Kicking the Boundary Stones

In response to last week's post on jumps and causal transitions, random Firedrake comments:
Rather than imitate linear narrative, though, I'd prefer a system which flows from the things that role-playing does well, rather than turning it into a copy of television or film.
Here's my reply to this is an oft-expressed opinion.
(Although, the Internet being what it is, I guess we must allow for the possibility that this is oft-expressed by random Firedrake...)
We don't yet know what roleplaying does well, because the form is young and we have yet to fully explore its boundaries. It is still less than forty years old. The aesthetic limits of film had not been completely established in 1935, forty years after the Lumiere brothers. Jazz, which came along a few years after the first film screenings, was far from completely plumbed by the early forties.

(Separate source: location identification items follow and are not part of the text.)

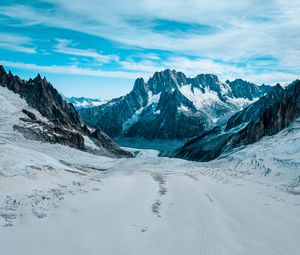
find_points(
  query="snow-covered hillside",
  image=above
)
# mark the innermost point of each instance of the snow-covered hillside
(171, 106)
(84, 102)
(58, 200)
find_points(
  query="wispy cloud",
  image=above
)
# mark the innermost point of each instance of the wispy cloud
(224, 37)
(16, 43)
(64, 47)
(73, 70)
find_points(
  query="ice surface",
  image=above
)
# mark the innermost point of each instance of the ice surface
(59, 200)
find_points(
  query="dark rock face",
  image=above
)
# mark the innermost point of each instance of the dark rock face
(269, 115)
(247, 90)
(63, 124)
(167, 107)
(111, 116)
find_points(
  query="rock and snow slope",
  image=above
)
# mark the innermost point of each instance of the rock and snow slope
(84, 102)
(59, 200)
(267, 116)
(171, 106)
(60, 123)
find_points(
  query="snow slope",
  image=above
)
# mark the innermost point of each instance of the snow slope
(59, 200)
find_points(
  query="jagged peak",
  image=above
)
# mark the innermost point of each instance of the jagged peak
(138, 83)
(2, 70)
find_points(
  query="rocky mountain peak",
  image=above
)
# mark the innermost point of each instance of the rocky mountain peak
(63, 124)
(166, 80)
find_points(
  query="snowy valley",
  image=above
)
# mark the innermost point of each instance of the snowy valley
(55, 199)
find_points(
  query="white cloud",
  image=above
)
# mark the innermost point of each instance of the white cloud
(71, 70)
(63, 47)
(16, 43)
(245, 29)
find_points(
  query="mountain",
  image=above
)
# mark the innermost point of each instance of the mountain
(84, 102)
(172, 106)
(266, 117)
(46, 117)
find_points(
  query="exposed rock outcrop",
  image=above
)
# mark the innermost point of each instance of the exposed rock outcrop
(172, 106)
(62, 124)
(269, 115)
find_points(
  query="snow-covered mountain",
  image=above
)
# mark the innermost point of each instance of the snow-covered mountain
(36, 110)
(172, 106)
(267, 116)
(84, 102)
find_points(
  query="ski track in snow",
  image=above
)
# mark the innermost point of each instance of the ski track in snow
(58, 200)
(147, 205)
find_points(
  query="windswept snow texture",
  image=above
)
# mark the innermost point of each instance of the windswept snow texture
(58, 200)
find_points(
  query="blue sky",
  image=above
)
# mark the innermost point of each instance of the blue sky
(96, 48)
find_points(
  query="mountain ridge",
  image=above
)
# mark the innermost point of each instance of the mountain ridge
(267, 116)
(196, 103)
(61, 122)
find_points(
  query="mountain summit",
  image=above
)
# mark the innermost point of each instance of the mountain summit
(47, 117)
(172, 106)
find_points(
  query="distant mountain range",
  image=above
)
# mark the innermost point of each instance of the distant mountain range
(172, 106)
(84, 102)
(269, 115)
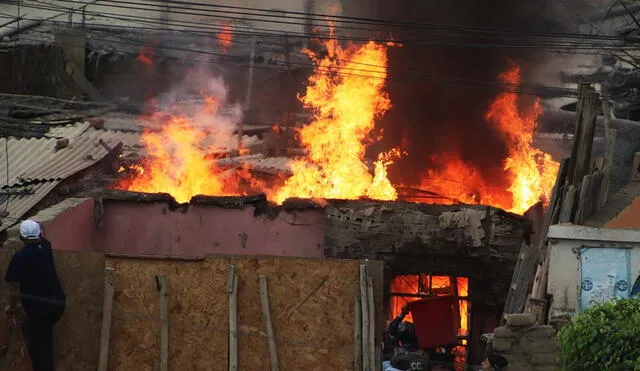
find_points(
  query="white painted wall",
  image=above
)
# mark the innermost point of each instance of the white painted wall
(564, 263)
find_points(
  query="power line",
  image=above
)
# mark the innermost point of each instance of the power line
(551, 48)
(554, 47)
(339, 72)
(327, 18)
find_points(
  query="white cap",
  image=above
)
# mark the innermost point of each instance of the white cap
(30, 229)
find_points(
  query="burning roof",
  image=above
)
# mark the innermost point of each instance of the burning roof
(346, 96)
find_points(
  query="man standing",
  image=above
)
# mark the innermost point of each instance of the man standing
(32, 271)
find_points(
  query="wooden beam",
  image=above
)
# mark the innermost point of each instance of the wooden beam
(365, 317)
(109, 289)
(357, 335)
(566, 211)
(161, 281)
(585, 130)
(372, 325)
(232, 290)
(609, 158)
(266, 315)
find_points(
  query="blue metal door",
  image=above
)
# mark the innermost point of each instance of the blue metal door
(605, 275)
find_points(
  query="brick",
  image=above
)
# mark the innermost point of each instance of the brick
(543, 368)
(505, 333)
(502, 345)
(545, 359)
(539, 347)
(521, 319)
(543, 335)
(520, 366)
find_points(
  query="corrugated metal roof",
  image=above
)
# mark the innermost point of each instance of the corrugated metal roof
(36, 167)
(16, 205)
(32, 160)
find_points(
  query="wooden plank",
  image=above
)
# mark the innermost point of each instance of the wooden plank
(566, 211)
(635, 168)
(551, 217)
(584, 141)
(161, 280)
(109, 289)
(583, 208)
(372, 325)
(365, 317)
(82, 83)
(232, 290)
(522, 276)
(608, 165)
(357, 336)
(266, 315)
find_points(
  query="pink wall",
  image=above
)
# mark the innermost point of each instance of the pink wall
(73, 228)
(150, 228)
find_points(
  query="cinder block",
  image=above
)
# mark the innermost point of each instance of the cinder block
(505, 332)
(520, 319)
(502, 345)
(519, 366)
(545, 359)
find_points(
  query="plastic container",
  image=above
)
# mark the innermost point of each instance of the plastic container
(436, 321)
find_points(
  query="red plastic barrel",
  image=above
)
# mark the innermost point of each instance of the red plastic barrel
(436, 321)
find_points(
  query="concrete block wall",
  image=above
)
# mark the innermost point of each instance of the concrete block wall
(526, 345)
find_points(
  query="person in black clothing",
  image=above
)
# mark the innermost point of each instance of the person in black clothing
(32, 270)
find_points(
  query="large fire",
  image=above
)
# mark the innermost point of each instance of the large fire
(531, 172)
(345, 96)
(345, 106)
(225, 36)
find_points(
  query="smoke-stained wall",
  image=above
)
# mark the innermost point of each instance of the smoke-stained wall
(442, 79)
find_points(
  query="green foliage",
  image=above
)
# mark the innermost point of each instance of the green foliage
(604, 337)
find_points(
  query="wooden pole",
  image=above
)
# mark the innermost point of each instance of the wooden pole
(266, 314)
(583, 140)
(232, 289)
(357, 335)
(247, 99)
(372, 325)
(109, 286)
(161, 280)
(365, 317)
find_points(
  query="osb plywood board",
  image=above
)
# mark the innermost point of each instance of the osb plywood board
(312, 303)
(77, 335)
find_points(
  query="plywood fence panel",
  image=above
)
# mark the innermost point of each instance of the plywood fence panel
(77, 335)
(311, 306)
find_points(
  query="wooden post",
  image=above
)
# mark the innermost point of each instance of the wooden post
(585, 129)
(161, 281)
(357, 335)
(539, 281)
(109, 288)
(266, 315)
(232, 290)
(372, 325)
(247, 99)
(365, 317)
(609, 157)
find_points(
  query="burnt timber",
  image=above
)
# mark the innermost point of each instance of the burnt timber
(479, 242)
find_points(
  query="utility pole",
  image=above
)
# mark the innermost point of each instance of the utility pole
(247, 100)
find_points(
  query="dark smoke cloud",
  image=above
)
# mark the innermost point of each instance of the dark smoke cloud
(436, 114)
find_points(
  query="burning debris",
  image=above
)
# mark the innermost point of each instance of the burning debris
(346, 96)
(530, 173)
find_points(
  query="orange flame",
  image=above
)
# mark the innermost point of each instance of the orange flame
(180, 163)
(530, 172)
(345, 106)
(225, 36)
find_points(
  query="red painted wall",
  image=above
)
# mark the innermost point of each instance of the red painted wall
(150, 228)
(72, 229)
(628, 218)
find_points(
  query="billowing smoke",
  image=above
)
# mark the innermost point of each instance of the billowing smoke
(441, 79)
(203, 98)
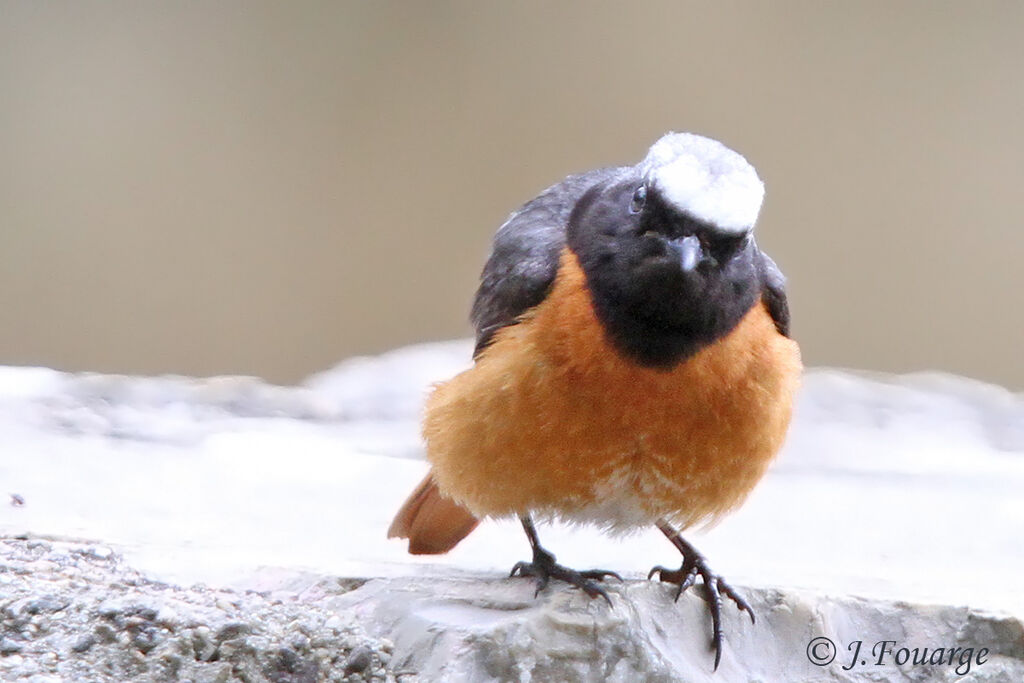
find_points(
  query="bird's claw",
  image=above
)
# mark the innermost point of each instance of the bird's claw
(544, 568)
(695, 565)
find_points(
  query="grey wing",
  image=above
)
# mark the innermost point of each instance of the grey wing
(774, 293)
(524, 260)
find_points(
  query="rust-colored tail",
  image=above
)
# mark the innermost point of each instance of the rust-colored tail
(432, 523)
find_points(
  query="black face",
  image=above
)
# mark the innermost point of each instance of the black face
(664, 285)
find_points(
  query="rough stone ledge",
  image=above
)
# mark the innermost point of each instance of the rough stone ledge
(73, 611)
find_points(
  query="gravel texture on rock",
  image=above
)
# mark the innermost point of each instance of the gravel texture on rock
(73, 611)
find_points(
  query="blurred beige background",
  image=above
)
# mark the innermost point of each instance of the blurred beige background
(266, 187)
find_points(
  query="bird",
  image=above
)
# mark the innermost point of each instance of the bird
(633, 368)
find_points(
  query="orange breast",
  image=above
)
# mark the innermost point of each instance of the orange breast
(553, 421)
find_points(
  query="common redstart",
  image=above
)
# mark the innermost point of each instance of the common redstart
(633, 367)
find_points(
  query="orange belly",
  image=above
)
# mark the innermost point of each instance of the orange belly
(554, 422)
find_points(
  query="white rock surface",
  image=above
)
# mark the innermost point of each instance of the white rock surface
(894, 513)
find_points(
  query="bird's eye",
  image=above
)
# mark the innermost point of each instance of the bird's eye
(639, 198)
(724, 247)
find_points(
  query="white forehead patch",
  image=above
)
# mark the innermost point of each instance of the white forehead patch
(705, 179)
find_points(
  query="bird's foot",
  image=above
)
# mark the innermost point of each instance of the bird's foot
(695, 565)
(544, 568)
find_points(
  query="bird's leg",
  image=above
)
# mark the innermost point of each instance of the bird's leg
(544, 567)
(695, 565)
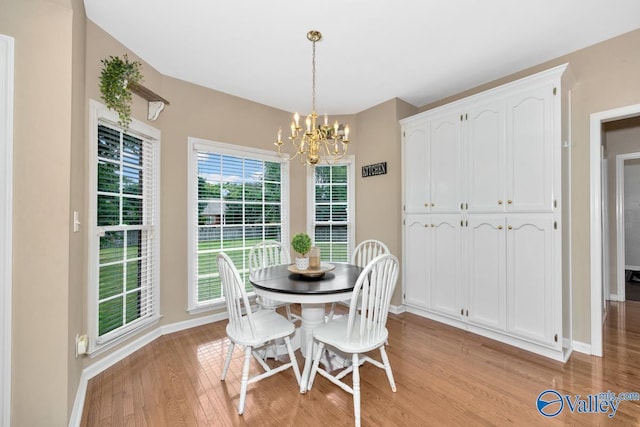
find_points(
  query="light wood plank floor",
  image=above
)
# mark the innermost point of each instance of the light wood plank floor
(444, 376)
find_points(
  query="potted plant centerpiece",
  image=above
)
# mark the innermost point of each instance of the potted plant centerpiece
(301, 243)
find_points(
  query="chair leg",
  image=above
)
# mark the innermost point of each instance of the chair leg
(245, 379)
(292, 358)
(316, 362)
(227, 360)
(331, 311)
(387, 368)
(356, 389)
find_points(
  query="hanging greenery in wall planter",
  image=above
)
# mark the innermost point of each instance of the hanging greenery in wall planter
(118, 74)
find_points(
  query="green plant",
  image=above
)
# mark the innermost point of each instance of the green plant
(301, 243)
(118, 74)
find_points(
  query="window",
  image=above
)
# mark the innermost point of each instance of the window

A century later, it's tougher, because so much has been done by so many, to do new things in film or jazz, but hardly impossible.
As roleplayers, we are much luckier than today's filmmakers and jazz players. We live in a time of fertile continuing development. The full extent of the form has yet to be established. Some experiments will fail; others will spawn sub-movements. Others will be drawn into the main corpus of RPG thought.
When we take techniques from older narrative forms and import them into roleplaying, they transform. They become roleplaying expressions of outside ideas, adjusted to fit. Just like all of the previous concepts from other forms we once borrowed and now take for granted. And thus, they become part of what roleplaying does well.